Use OpenSSL for the Netty-based HTTP client

By default, the SDK's NettyNioAsyncHttpClient uses the JDK's default SSL implementation as the SslProvider. Our testing found that OpenSSL performs better than JDK's default implementation. The Netty community also recommends using OpenSSL.

To use OpenSSL, add netty-tcnative to your dependencies. For configuration details, see the Netty project documentation.

After you have netty-tcnative configured for your project, the NettyNioAsyncHttpClient instance will automatically select OpenSSL. Alternatively, you can set the SslProvider explicitly using the NettyNioAsyncHttpClient builder as shown in the following snippet.

NettyNioAsyncHttpClient.builder() .sslProvider(SslProvider.OPENSSL) .build();

Configure API timeouts

The SDK provides default values for some timeout options, such as connection timeout and socket timeouts, but not for API call timeouts or individual API call attempt timeouts. It is a good practice to set timeouts for both the individual attempts and the entire request. This will ensure your application fails fast in an optimal way when there are transient issues that could cause request attempts to take longer to complete or fatal network issues.

You can configure timeouts for all requests made by a service clients using ClientOverrideConfiguration#apiCallAttemptTimeout and ClientOverrideConfiguration#apiCallTimeout.

The following example shows the configuration of an Amazon S3 client with custom timeout values.

S3Client.builder() .overrideConfiguration( b -> b.apiCallTimeout(Duration.ofSeconds(<custom value>)) .apiCallAttemptTimeout(Duration.ofMillis(<custom value>))) .build();
apiCallAttemptTimeout

This setting sets the amount of time for a single HTTP attempt, after which the API call can be retried.

apiCallTimeout

The value for this property configures the amount of time for the entire execution, including all retry attempts.

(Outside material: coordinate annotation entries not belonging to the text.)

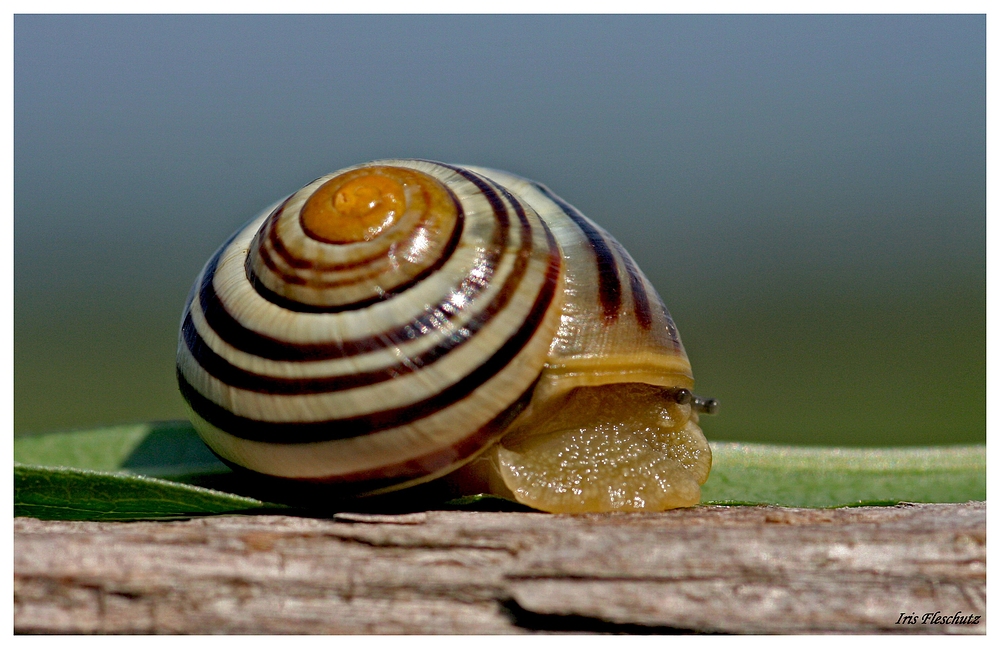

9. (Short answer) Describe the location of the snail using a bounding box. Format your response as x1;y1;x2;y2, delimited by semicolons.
177;160;717;513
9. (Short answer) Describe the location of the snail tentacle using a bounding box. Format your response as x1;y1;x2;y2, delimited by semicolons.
177;160;717;511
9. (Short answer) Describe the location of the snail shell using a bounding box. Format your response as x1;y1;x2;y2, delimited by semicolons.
177;160;713;511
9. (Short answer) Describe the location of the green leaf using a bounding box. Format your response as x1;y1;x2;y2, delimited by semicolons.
14;464;286;521
14;421;986;520
14;421;230;481
701;443;986;507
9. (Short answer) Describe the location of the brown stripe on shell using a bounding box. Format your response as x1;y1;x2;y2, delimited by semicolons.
532;183;622;322
220;372;538;496
245;190;465;313
198;172;512;361
181;185;534;394
177;227;562;444
611;239;653;331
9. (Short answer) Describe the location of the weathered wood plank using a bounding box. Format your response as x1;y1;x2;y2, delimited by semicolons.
14;503;986;633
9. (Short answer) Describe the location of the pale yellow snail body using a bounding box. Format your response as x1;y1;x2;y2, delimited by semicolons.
177;160;714;512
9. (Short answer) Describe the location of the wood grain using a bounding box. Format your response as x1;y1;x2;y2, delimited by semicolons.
14;502;986;634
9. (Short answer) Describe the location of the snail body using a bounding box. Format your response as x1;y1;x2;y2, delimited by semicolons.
177;160;711;511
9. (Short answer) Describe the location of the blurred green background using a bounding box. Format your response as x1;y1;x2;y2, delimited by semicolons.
14;15;986;445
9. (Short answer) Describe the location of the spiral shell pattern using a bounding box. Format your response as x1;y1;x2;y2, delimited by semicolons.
177;160;562;492
177;160;692;494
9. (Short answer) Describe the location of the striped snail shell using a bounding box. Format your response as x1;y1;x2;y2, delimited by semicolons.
177;160;714;512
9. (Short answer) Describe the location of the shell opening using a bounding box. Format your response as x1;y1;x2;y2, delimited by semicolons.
484;383;712;513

As an alternative to setting these timeout values on the service client, you can use RequestOverrideConfiguration#apiCallTimeout() and RequestOverrideConfiguration#apiCallAttemptTimeout() to configure a single request .

The following example configures a single listBuckets request with custom timeout values.

s3Client.listBuckets(lbr -> lbr.overrideConfiguration( b -> b.apiCallTimeout(Duration.ofSeconds(<custom value>)) .apiCallAttemptTimeout(Duration.ofMillis(<custom value>))));

When you use these properties together, you set a hard limit on the total time spent on all attempts across retries. You also set an individual HTTP request to fail fast on a slow request.

Use metrics

The SDK for Java can collect metrics for the service clients in your application. You can use these metrics to identify performance issues, review overall usage trends, review service client exceptions returned, or to dig in to understand a particular issue.

We recommend that you collect metrics, then analyze the Amazon CloudWatch Logs, in order to gain a deeper understanding of your application's performance.